# Restricted Text
The *Restricted Text* format is a subset of the [Basic Text] format. It
incorporates several restrictions which reduce the expressiveness of the format
in order to reduce visual ambiguity.
*This format is entirely hypothetical at this time*. It's formed from a
loose collection of ideas from a variety of sources, and is not yet ready for
any practical purpose.
This format does not define conversion from Basic Text or other less
restrictive formats, as that may cause meaning to be silently lost. Instead,
errors should be reported when content not meeting these restrictions is
encountered in any context where restricted text is expected. See
[Basic Text] for an unrestricted alternative.
## Definitions
A string is in Restricted Text form iff:
- it is in [Basic Text] form, and
- it is in [NFKC] form, and
- it is [Moderately Restricted] text, and
- it does not contain any of the sequences listed in the [Sequence Table].
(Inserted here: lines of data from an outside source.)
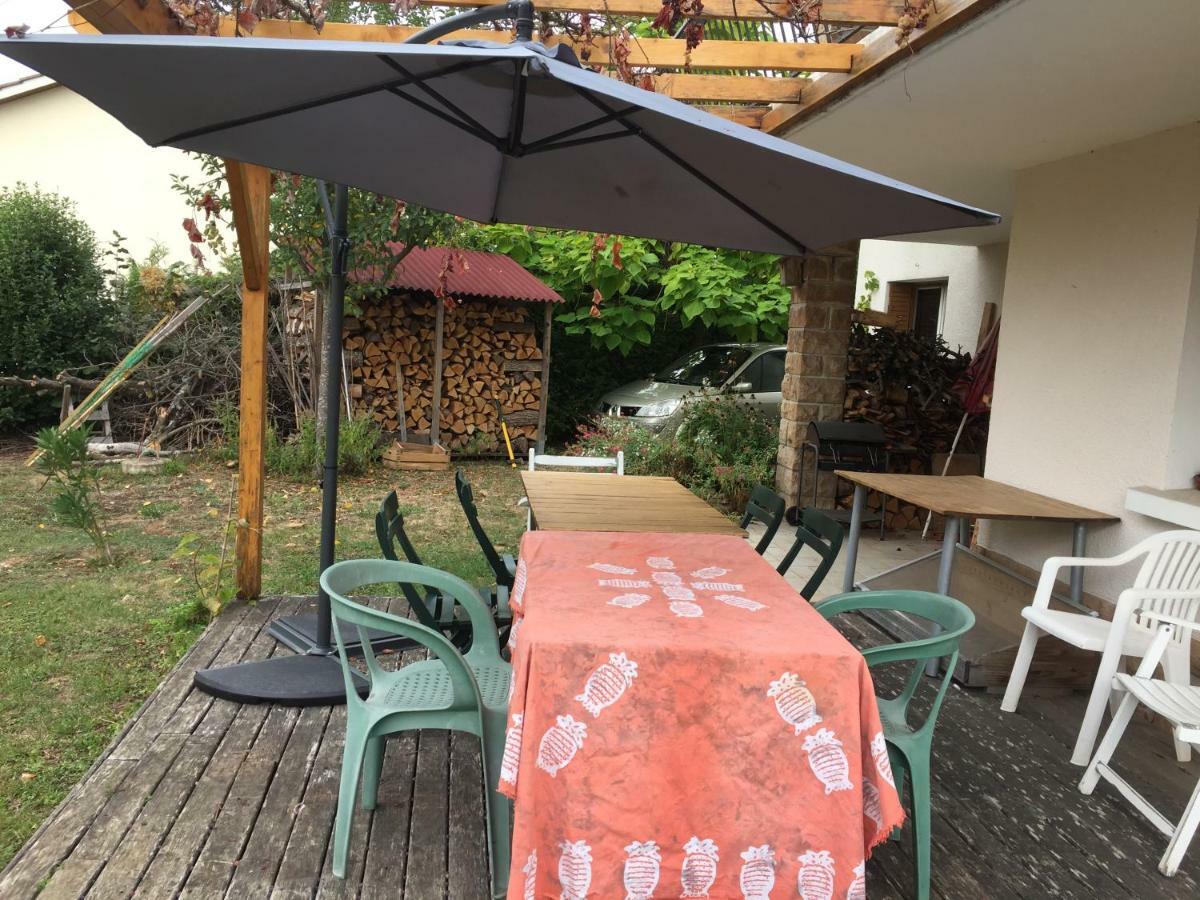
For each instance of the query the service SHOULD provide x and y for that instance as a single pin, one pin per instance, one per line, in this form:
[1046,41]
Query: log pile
[903,382]
[490,351]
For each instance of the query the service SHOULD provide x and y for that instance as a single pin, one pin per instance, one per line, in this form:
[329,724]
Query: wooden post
[250,189]
[544,399]
[436,412]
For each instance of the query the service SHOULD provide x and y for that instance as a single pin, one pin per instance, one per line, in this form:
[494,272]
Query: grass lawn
[83,645]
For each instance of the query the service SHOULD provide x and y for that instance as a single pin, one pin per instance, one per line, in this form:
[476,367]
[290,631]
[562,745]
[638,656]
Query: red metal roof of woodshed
[480,275]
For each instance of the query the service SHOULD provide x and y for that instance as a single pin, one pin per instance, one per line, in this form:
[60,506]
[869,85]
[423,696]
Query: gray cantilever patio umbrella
[511,133]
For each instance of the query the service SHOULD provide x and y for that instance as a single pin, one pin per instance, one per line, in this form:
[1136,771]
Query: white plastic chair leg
[1020,667]
[1183,833]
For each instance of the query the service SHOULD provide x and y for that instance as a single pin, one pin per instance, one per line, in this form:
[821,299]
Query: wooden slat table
[588,502]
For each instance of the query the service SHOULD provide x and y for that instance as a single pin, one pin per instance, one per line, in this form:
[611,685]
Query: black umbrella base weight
[300,681]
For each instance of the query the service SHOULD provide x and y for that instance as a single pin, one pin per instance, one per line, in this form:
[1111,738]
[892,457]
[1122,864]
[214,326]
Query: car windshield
[706,366]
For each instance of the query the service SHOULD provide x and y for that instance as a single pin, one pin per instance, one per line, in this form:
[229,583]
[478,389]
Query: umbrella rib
[390,84]
[695,173]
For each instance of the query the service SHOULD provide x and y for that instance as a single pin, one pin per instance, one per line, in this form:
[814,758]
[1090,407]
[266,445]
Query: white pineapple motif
[642,870]
[757,875]
[871,805]
[575,869]
[857,889]
[815,881]
[607,683]
[828,761]
[610,569]
[742,603]
[699,869]
[882,762]
[519,581]
[677,592]
[559,744]
[511,750]
[718,586]
[629,601]
[795,702]
[531,873]
[685,609]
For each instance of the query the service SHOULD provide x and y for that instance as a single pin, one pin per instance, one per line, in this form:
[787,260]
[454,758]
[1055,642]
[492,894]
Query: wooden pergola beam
[874,59]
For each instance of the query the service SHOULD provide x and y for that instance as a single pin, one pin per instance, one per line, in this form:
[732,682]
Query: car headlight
[663,407]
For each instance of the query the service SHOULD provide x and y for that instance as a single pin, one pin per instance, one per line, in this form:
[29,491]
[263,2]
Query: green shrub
[55,310]
[721,450]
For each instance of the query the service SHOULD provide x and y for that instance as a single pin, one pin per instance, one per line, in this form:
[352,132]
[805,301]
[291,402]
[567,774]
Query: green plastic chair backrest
[345,577]
[822,534]
[954,618]
[467,498]
[766,507]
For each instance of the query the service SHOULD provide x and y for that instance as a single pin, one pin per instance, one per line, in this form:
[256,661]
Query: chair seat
[1089,633]
[426,685]
[1180,703]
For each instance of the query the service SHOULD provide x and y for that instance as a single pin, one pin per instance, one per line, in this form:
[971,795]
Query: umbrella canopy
[492,132]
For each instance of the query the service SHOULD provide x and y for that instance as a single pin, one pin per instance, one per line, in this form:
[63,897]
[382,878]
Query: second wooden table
[585,502]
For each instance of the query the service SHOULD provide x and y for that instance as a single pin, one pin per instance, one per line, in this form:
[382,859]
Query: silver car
[753,370]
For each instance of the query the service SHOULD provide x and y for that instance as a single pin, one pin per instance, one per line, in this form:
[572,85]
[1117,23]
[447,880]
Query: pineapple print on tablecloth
[882,762]
[857,889]
[629,601]
[827,759]
[757,875]
[699,869]
[815,881]
[575,869]
[795,702]
[531,871]
[641,875]
[607,683]
[559,744]
[511,750]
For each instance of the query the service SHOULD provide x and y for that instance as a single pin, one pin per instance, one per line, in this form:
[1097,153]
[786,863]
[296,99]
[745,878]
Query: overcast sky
[35,13]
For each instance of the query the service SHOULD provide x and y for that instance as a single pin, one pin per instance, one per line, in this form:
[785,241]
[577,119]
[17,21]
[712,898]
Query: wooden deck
[203,798]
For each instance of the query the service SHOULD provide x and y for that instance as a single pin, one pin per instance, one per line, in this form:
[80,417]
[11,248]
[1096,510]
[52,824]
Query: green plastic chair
[455,691]
[822,534]
[504,568]
[767,507]
[909,745]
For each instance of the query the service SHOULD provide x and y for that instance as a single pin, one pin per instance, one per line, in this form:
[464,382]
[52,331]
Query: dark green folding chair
[822,534]
[909,745]
[767,507]
[504,568]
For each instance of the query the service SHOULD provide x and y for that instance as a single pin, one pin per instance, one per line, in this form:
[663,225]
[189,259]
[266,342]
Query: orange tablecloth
[683,724]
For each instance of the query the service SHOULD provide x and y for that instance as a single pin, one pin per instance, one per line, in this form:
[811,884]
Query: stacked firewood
[490,353]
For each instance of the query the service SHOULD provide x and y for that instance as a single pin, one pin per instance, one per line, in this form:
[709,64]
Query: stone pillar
[815,376]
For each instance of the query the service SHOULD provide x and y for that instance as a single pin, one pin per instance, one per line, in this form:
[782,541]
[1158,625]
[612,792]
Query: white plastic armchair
[1168,582]
[1180,705]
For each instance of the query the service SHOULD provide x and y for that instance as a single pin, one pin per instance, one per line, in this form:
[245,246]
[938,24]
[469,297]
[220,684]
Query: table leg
[856,527]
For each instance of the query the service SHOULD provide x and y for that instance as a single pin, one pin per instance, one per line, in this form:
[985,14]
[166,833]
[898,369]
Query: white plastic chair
[1168,583]
[544,461]
[1180,705]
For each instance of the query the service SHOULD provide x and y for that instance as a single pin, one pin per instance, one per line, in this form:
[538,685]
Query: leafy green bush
[55,310]
[721,450]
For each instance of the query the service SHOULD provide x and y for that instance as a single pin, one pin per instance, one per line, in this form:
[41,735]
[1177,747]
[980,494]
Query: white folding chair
[545,461]
[1180,705]
[1168,582]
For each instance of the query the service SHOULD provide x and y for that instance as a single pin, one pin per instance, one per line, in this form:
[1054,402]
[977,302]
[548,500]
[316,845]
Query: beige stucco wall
[1098,375]
[63,143]
[973,276]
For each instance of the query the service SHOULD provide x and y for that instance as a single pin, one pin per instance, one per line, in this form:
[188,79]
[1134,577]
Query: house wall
[1099,348]
[58,141]
[973,276]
A stream is in Restricted Text form iff:
- it is a stream in [Basic Text] form, and
- it consists entirely of a string in Restricted Text form.
Note that even though this excludes U+34F (COMBINING GRAPHEME JOINER), the
[Stream Safe Text Format] is still required; content must simply avoid using
excessively long sequences of non-starters.
## Sequence Table
| \[U+FE00–U+FE0F\] | "Variation selectors are not always visually distinct" |
| \[U+E0100–U+E01EF\] | "Variation selectors are not always visually distinct" |
| [Default Ignorable Code Points] | "Default Ignorable Code Points are not visually distinct" |
| [Old Hangul Jamo] | "Conjoining Hangul Jamo are restricted in RFC5892" |
| [Tag Characters] | "Tag Characters are not permitted" |
| [Private-Use Characters] | "Private-use characters depend on private agreements" |
## Conversion
### From Basic Text string to Restricted Text string
To convert a [Basic Text] string into a Restricted Text string in a manner that
never loses information but may fail:
- If performing `toNFKC` with the
[Normalization Process for Stabilized Strings] would alter the contents,
error with "Restricted Text must be in NFKC form".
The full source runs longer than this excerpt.